The concept of the work was to join a composite to a metal using a metal rivet, improving the fundamental empirical understanding of key variables and their influence on a joint’s properties. The solution was also designed to allow for higher productivity. Figure 7 shows the technical concept of the laser riveting solution we developed.
- D-JOINTS Collaborative Composites Joining Project Begins
The D-JOINTS project also looked at the topic of composite to metal joining, except this time with the additional need to deliver lightning strike protection for aircraft. Joints were designed using a dedicated sizing tool with key design parameters identified and integrated in the tool. The material properties for the design of each joint were determined with the use of a database before the joints were integrated into a composite nose part. Manufactured demonstrators were then tested for lightning strike protection properties.

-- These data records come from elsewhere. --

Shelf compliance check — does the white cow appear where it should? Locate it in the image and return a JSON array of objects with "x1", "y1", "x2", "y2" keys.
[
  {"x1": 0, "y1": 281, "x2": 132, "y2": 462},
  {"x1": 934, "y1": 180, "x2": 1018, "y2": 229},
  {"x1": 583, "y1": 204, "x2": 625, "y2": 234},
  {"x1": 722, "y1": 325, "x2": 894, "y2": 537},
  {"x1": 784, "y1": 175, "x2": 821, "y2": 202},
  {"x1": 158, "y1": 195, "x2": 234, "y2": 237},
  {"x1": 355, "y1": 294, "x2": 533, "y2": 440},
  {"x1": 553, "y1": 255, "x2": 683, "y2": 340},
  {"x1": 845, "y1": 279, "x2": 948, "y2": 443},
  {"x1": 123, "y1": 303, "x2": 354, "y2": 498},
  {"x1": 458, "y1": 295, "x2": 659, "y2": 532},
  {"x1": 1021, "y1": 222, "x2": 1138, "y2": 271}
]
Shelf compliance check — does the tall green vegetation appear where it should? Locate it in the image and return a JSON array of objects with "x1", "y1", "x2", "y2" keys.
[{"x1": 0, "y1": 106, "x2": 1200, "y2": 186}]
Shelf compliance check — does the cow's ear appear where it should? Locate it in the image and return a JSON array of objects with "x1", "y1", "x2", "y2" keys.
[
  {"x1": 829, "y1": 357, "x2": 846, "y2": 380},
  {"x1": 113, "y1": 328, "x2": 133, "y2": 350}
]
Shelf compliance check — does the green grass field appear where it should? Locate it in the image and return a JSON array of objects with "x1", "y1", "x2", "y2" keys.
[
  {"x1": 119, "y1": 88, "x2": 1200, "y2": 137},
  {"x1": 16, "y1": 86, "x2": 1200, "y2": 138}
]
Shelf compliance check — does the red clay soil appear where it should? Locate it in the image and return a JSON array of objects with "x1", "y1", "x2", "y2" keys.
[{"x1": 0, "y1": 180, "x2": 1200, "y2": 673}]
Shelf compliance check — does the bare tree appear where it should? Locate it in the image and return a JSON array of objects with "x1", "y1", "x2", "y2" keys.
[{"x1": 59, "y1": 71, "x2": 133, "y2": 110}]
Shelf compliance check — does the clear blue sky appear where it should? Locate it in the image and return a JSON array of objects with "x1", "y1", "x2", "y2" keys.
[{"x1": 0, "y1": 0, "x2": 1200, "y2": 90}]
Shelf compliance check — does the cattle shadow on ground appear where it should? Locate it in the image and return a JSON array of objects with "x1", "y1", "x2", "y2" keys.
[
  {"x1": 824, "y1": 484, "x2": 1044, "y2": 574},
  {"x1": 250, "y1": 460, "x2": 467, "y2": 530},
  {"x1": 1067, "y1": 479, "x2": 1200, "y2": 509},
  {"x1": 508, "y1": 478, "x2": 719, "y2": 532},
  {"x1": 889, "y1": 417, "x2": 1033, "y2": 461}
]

- Ultimate Project to Develop Dissimilar Joining for Industry
The Ultimate project also investigated solutions for dissimilar materials joining through the development of a fusion welding solution to join dissimilar metals and also metals to composites. Initially developed at laboratory scale, the solution was then validated through relevant case studies indicated by the end users. The overall objectives were to develop laser welding solutions for joining composite to metal parts in an overlap joint configuration. This approach can be exploited over different joining configurations (Figure 8-10). The Ultimate Project also included the integration and validation of intelligent fixturing and on-line quality assurance (QA), capable of performing real-time monitoring of weld depths during processing.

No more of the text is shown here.